Posted: Mar 19, 2012 8:00 PM
Updated: Mar 19, 2012 6:34 PM
Hurricane season is less than three months away. Are you ready? A change to the Valley's flood map is rallying more help during emergencies.
A few years ago, the federal government said our levee system wasn't up to par. Since then, there have been major upgrades to those levees. The water blockades are now certified to with stand a 100-year flood. This means the Red Cross can step in sooner to help you.
Archie Smith knows now what he should've done in 2008 when Hurricane Dolly hit the Valley.
He and his neighbors in San Carlos were pushed out of their homes by the rising water.
"On the next street over, they had boats. That's how bad it was," says Smith.
"We just had to leave and go find a place to stay," says Smith.

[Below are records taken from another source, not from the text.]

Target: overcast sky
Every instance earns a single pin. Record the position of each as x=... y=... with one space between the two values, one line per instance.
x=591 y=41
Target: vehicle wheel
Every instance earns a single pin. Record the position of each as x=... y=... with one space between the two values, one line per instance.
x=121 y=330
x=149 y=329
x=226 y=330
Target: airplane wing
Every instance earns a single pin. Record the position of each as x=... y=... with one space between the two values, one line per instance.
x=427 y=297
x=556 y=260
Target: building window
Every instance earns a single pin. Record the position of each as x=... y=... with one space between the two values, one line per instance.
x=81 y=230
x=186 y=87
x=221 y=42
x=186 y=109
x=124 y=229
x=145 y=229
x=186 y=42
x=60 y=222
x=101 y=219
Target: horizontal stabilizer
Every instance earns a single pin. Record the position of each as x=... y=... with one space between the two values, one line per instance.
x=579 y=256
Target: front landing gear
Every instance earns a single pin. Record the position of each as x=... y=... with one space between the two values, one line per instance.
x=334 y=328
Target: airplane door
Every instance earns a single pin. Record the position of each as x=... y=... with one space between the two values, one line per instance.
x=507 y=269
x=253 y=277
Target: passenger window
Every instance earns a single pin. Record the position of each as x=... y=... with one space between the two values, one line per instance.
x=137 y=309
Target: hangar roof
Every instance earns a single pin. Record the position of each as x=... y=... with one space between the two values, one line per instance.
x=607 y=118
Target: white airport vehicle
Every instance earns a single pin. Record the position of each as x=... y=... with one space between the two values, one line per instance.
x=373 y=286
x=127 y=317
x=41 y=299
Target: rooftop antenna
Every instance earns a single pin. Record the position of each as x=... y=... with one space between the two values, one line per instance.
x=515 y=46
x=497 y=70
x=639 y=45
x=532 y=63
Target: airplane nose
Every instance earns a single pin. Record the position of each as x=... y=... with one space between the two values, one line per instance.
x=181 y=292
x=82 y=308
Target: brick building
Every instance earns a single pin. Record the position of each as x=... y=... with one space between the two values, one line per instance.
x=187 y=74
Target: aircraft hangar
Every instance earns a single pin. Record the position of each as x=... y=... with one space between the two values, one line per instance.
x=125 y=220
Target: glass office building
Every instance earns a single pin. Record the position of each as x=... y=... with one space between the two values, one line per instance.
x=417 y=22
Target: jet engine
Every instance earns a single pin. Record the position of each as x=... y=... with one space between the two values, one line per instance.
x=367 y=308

He lived with his sister-in-law for a while.
"A month and a half," says Smith.
His wife Alma can still feel the water hit right above her knees.
"It was hard, depressing," says Alma.
Hopefully they won't have to go through that again. The Red Cross can now step in to help run local shelters. The local chapter just got the OK from the national chapter, which monitors regional flood maps. Our flood maps just got a makeover. The International Boundary and Water Commission certified more than 32 miles of levees earlier this month.
"They've made it a lot easier to provide shelters in a category 1 or 2 storm along the coastal communities, which would be Cameron County, Hidalgo County and Willacy County," says Tony Pena, state emergency management coordinator.
Pena says the boost in aid will help. Volunteers with local organizations like Catholic charities and the Salvation Army will also make a difference.
"Run shelters, man shelters, serve food, volunteers that will help them raise money, that's a necessity. That's a year-round necessity," says Pena.
"If I can help somebody, I would volunteer," says Alma.
Alma Smith and her husband endured the struggle after the storm. They don't want anyone else to have to do the same.